Kuwait Refinery Ablaze As Iran Launches New Wave Of Drone Strikes - 2 days ago

 

Firefighters in Kuwait battled towering flames and thick black smoke at the Mina al-Ahmadi refinery after Iranian drones struck one of the Gulf’s largest energy facilities, intensifying fears of a wider regional war and a prolonged shock to global energy markets.

The blaze erupted hours after Iranian forces launched a fresh barrage of drones and missiles across the region, defying European appeals to halt attacks on Gulf energy infrastructure. The strike on Mina al-Ahmadi followed a direct hit on Qatar’s Ras Laffan gas complex, a cornerstone of global liquefied natural gas supplies, which authorities say suffered extensive damage.

The latest escalation comes after Iran vowed to retaliate for an Israeli strike that damaged its South Pars gas field, part of the world’s largest known gas reserve. Since then, Iran has unleashed repeated waves of drones and missiles at Israel and its Gulf neighbours, insisting its military capabilities remain intact despite weeks of bombardment and an assassination campaign targeting senior figures.

A spokesman for Iran’s Revolutionary Guards, Ali Mohammad Naini, had boasted that the country’s missile industry “deserves a perfect score” and that production continued even under wartime conditions. Shortly after his comments were published by Iranian media, the Guards announced he had been killed in US-Israeli strikes, underscoring the ferocity of the shadow war now spilling into open confrontation.

Iran’s ability to threaten the Strait of Hormuz, the narrow waterway through which about a fifth of the world’s oil and liquefied natural gas normally passes, has added to market anxiety. Energy analysts warn that sustained damage to facilities such as Ras Laffan and Mina al-Ahmadi could push prices higher for years, fuelling inflation and squeezing consumers far beyond the Middle East.

While Israeli Prime Minister Benjamin Netanyahu has suggested the conflict could end sooner than many expect, he has also hinted that any effort to fundamentally weaken Iran’s leadership would require a “ground component,” raising the spectre of a broader military campaign.

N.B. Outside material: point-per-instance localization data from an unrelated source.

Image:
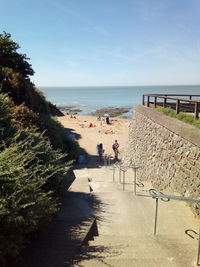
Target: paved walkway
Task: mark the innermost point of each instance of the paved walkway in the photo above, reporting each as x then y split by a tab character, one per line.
125	226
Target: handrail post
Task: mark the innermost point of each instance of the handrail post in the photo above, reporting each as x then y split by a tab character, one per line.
164	102
156	216
119	175
155	102
148	98
123	180
177	106
198	249
113	173
196	110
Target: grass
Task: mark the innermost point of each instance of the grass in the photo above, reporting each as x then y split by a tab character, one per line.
181	116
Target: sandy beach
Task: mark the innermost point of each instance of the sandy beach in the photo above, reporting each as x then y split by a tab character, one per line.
99	133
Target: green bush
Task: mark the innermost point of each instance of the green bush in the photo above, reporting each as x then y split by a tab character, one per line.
31	176
181	116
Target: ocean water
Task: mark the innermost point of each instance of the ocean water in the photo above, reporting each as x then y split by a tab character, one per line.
89	99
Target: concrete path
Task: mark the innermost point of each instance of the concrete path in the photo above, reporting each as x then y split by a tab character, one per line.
126	225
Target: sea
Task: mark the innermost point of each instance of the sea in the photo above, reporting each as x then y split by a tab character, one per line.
89	99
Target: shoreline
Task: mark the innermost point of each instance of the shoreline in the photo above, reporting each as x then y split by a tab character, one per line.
125	112
88	137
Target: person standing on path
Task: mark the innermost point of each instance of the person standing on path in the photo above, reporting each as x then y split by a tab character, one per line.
115	147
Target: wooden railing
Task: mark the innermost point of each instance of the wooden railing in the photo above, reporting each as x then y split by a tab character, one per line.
186	103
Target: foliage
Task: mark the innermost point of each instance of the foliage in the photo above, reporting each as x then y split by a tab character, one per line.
9	57
5	118
30	174
33	170
181	116
31	109
23	117
58	136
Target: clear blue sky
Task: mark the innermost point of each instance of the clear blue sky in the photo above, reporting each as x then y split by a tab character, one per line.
107	42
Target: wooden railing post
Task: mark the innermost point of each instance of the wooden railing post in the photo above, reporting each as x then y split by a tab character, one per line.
148	100
177	106
165	102
196	111
155	102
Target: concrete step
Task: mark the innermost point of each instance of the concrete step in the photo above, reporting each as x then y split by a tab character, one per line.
139	262
145	251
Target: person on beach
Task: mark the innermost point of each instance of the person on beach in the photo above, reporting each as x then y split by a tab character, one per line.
108	120
115	147
100	151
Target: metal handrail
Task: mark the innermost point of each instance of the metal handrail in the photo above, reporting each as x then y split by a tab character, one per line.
157	194
154	193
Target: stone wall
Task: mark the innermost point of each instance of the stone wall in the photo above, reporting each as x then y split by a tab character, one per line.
167	150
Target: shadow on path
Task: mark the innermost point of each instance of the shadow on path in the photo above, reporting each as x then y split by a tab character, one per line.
62	242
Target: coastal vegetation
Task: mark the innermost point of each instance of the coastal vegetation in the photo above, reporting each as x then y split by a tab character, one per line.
36	154
181	116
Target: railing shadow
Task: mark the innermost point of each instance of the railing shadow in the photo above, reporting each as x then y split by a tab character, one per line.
65	235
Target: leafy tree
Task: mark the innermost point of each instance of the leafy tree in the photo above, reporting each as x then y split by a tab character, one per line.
9	57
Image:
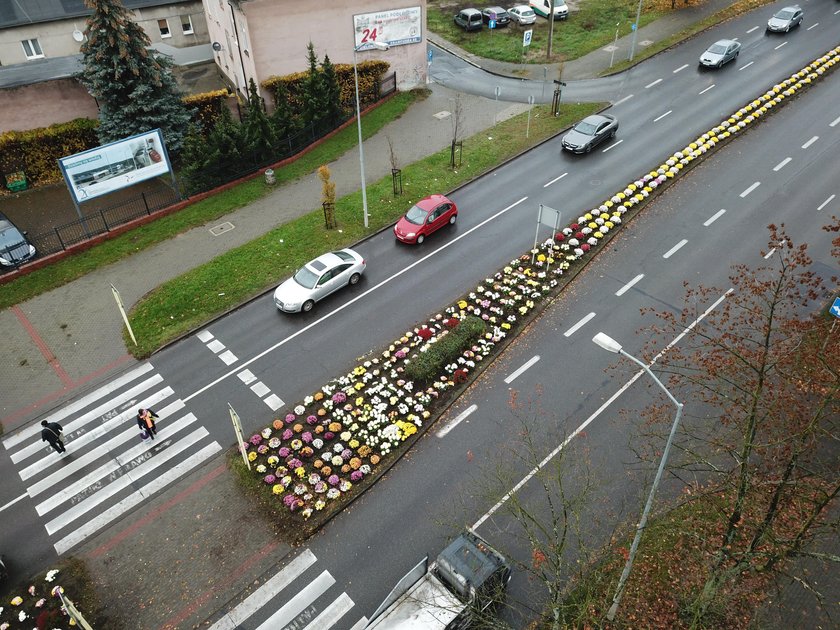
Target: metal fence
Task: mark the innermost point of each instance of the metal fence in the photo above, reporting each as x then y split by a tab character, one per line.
61	237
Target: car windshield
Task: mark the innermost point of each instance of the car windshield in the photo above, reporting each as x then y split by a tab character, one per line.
585	128
9	235
416	215
305	278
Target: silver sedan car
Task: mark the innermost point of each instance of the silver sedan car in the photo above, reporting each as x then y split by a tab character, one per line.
319	278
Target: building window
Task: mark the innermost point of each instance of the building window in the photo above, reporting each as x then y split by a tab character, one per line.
186	25
32	49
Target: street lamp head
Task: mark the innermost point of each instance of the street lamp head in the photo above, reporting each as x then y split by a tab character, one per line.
607	343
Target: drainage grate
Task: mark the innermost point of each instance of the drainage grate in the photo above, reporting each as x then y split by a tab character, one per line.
227	226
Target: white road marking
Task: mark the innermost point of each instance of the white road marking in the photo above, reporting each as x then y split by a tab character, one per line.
267	591
58	416
274	402
597	413
612	146
674	249
556	179
299	602
781	164
361	296
810	142
629	285
579	325
714	217
825	203
750	189
458	420
158	483
517	373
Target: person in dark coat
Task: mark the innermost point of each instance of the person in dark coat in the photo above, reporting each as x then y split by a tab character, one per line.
146	421
52	433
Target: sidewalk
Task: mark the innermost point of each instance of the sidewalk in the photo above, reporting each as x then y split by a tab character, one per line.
192	549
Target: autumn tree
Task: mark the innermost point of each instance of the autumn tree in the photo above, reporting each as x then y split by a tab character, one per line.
132	83
767	365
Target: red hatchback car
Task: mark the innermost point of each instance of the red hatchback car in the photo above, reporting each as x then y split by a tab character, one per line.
429	215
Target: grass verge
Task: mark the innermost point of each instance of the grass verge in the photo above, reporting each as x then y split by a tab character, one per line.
69	269
188	301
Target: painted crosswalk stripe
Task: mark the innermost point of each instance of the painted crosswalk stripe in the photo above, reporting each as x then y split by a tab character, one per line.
58	416
299	602
267	591
91	526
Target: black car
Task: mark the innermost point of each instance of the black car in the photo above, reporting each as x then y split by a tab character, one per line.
14	248
498	14
590	132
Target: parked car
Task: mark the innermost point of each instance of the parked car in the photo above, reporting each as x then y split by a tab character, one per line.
522	14
319	278
785	19
590	132
14	248
498	14
427	216
543	8
469	19
720	53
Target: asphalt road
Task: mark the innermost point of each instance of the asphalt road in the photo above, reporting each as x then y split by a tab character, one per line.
671	103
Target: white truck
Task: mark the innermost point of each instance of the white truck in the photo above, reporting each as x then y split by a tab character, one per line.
465	581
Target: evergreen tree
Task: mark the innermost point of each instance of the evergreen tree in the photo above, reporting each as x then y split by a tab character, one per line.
133	85
258	132
333	112
314	99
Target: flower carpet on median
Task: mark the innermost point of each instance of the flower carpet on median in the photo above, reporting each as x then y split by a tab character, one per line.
326	446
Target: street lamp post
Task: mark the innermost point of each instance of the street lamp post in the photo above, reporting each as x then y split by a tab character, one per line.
378	46
611	345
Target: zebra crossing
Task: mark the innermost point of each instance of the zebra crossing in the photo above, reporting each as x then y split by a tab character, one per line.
107	470
299	597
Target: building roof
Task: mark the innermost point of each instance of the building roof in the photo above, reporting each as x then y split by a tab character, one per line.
20	12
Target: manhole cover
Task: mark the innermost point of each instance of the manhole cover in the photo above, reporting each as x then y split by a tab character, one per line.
227	226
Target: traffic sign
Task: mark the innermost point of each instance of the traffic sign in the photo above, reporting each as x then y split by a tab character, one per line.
526	37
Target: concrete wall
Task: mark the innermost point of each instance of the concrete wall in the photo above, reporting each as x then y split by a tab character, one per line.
44	104
272	37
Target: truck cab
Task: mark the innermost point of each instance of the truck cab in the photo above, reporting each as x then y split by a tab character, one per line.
468	578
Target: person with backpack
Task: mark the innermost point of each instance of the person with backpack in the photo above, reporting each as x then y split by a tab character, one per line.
52	433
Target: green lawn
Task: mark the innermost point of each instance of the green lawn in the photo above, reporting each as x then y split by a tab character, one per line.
190	300
586	30
210	209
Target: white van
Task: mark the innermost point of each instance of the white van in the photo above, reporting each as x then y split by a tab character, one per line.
543	8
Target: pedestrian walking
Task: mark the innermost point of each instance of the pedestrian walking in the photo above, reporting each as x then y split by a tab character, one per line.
52	433
146	421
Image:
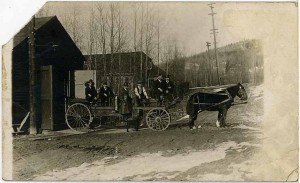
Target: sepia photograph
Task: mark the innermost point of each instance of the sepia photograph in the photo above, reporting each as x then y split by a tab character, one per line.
152	91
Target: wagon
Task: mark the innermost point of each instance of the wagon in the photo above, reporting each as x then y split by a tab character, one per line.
83	116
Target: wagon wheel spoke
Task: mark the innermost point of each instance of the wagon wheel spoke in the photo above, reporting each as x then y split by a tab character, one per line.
78	117
158	119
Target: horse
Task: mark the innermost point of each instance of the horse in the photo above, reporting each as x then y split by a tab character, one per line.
214	99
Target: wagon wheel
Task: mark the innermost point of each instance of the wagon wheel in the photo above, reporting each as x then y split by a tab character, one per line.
78	117
158	119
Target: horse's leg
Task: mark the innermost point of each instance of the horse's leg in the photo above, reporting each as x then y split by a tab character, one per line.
224	116
221	114
192	120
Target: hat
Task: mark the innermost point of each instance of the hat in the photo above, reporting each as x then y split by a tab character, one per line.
126	84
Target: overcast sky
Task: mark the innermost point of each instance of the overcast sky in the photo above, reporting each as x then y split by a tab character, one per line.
189	22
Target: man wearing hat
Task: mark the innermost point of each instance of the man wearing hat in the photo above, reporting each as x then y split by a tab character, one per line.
90	91
159	88
105	95
126	101
140	94
170	89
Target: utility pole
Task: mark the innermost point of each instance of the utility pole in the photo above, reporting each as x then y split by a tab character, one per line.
210	70
215	41
158	48
32	78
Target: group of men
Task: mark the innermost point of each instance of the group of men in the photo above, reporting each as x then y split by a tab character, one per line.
163	90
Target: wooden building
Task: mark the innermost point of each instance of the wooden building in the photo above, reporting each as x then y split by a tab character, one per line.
56	57
129	66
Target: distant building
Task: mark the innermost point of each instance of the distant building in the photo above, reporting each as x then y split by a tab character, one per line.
130	67
57	57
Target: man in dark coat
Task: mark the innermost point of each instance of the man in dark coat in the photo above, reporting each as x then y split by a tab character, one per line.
105	95
126	100
90	91
141	96
170	89
159	88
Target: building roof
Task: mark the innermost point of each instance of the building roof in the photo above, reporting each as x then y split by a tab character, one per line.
53	44
24	32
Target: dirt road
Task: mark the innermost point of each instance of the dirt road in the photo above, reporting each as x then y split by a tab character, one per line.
207	153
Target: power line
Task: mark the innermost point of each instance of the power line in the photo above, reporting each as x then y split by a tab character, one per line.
215	41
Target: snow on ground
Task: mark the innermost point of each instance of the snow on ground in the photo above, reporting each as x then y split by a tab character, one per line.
144	166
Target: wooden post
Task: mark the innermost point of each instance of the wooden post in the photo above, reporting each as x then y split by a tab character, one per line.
32	78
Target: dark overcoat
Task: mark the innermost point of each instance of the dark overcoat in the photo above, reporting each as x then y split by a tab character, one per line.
126	102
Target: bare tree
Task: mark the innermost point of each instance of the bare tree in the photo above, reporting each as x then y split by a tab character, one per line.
113	32
71	23
102	22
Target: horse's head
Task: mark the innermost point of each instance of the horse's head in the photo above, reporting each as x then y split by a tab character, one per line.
242	92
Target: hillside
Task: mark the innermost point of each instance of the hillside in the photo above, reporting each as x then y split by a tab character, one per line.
238	62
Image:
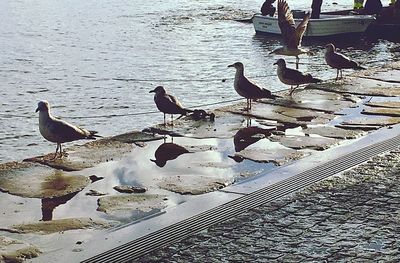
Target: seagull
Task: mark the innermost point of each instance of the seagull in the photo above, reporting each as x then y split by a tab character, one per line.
245	88
59	131
167	103
292	35
292	77
339	61
168	151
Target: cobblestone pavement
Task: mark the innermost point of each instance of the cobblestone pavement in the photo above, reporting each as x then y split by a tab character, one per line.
352	217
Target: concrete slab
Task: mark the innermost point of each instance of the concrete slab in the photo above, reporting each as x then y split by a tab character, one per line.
287	171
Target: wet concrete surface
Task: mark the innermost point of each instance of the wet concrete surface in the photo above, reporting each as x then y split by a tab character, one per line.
351	217
176	162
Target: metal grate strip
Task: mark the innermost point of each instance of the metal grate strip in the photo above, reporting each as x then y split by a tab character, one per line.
168	235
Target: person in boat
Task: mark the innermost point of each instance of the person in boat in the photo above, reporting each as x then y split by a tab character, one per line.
267	8
372	7
316	9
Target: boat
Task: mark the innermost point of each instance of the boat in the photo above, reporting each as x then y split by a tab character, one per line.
327	25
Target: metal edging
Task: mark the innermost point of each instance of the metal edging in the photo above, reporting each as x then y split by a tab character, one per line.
135	249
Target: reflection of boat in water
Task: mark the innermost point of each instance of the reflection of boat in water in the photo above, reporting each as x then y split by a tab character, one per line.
326	25
166	152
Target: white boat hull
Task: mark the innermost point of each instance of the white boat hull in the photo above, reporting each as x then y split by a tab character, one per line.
327	25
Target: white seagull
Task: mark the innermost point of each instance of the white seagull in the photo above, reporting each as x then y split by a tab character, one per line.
246	88
59	131
292	35
167	103
339	61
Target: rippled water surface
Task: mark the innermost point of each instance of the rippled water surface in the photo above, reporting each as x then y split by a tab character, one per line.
95	59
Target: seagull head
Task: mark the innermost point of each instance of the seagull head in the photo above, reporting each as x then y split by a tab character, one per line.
280	62
158	90
330	47
236	65
43	105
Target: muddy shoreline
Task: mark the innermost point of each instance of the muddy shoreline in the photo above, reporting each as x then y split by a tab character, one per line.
172	164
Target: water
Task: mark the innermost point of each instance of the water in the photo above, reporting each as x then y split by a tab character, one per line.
94	59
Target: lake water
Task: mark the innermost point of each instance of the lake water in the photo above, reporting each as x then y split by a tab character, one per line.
95	61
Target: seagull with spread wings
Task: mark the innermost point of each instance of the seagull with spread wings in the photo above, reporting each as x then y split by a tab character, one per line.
293	77
292	35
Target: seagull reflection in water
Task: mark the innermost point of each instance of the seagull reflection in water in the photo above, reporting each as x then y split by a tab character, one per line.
168	151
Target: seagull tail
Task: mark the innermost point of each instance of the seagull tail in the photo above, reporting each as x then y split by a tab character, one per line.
188	110
268	94
93	135
311	79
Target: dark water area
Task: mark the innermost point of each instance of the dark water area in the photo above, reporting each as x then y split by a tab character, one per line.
95	61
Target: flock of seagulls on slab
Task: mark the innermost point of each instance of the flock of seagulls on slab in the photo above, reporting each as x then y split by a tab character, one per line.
59	131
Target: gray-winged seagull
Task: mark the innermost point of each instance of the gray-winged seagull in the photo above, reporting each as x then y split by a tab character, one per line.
59	131
292	35
293	77
167	103
245	88
339	61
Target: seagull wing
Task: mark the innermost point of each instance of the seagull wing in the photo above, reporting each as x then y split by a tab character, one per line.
301	29
341	61
169	104
253	91
294	75
66	132
286	24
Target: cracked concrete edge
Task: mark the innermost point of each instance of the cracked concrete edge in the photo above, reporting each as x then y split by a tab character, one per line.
115	237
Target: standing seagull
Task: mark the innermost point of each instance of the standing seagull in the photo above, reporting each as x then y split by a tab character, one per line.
292	35
339	61
245	88
292	77
59	131
167	103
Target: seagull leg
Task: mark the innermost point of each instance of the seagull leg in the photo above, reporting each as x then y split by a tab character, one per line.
55	155
165	123
60	151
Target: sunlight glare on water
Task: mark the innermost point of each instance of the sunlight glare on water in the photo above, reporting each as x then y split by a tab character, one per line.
101	58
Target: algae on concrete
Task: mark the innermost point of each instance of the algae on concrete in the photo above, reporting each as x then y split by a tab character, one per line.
391	112
16	251
305	142
334	132
130	202
194	185
60	225
38	181
85	156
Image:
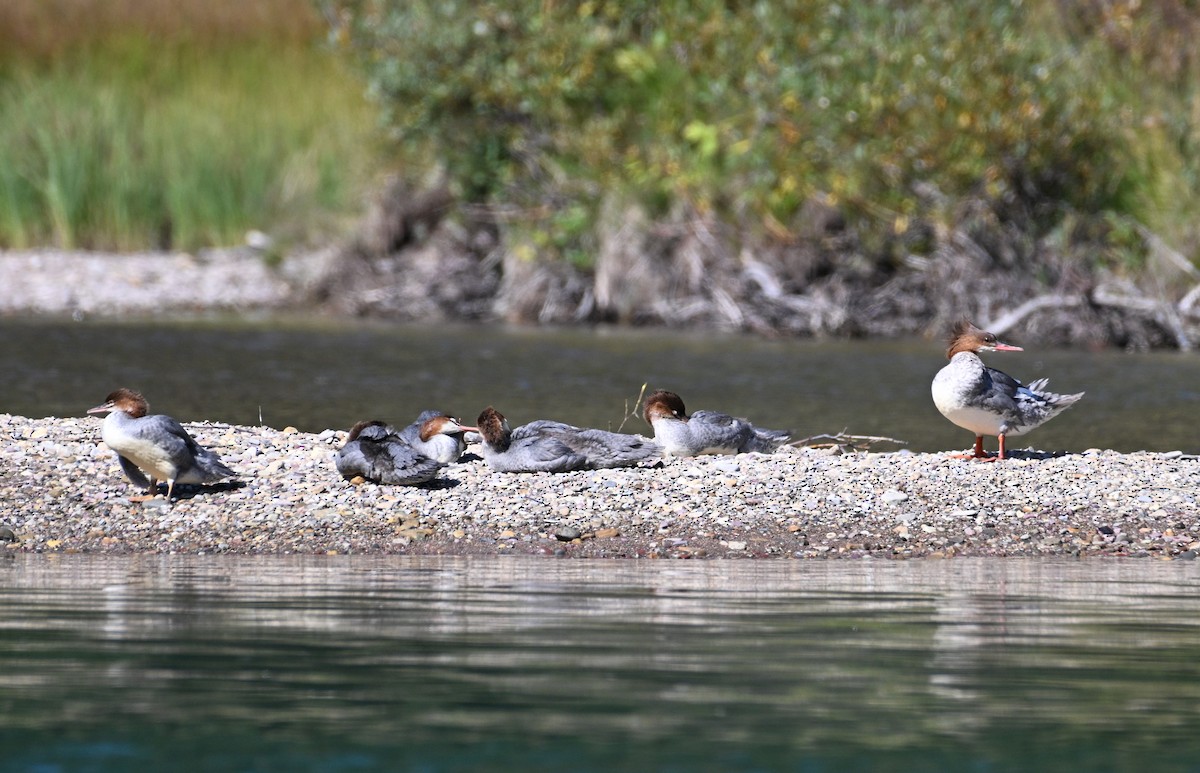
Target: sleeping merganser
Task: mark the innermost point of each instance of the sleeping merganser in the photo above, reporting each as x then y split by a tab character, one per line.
156	444
705	431
556	447
987	401
437	435
376	453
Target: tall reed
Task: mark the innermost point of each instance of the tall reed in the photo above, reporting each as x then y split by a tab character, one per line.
160	138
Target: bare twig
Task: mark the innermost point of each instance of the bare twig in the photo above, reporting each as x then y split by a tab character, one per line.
1000	327
633	413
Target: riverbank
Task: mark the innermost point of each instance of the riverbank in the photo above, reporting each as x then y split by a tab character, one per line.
63	491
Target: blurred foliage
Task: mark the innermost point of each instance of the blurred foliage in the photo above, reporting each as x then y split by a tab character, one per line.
175	124
748	111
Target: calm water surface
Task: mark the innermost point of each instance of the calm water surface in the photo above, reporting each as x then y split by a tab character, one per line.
317	375
418	664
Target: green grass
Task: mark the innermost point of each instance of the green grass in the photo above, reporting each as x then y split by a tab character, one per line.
125	141
749	111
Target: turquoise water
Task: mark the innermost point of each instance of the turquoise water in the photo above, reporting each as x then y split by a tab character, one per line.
435	664
316	375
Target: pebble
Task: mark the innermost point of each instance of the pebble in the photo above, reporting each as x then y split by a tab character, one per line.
793	504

Across the region, the violence has cast a pall over religious holidays, with families in Lebanon, Iran and the Gulf marking normally festive occasions amid displacement, economic strain and the constant threat of further strikes. Diplomatic efforts, including French proposals for a future security framework in the Strait of Hormuz, remain contingent on a halt to the fighting that shows little sign of arriving.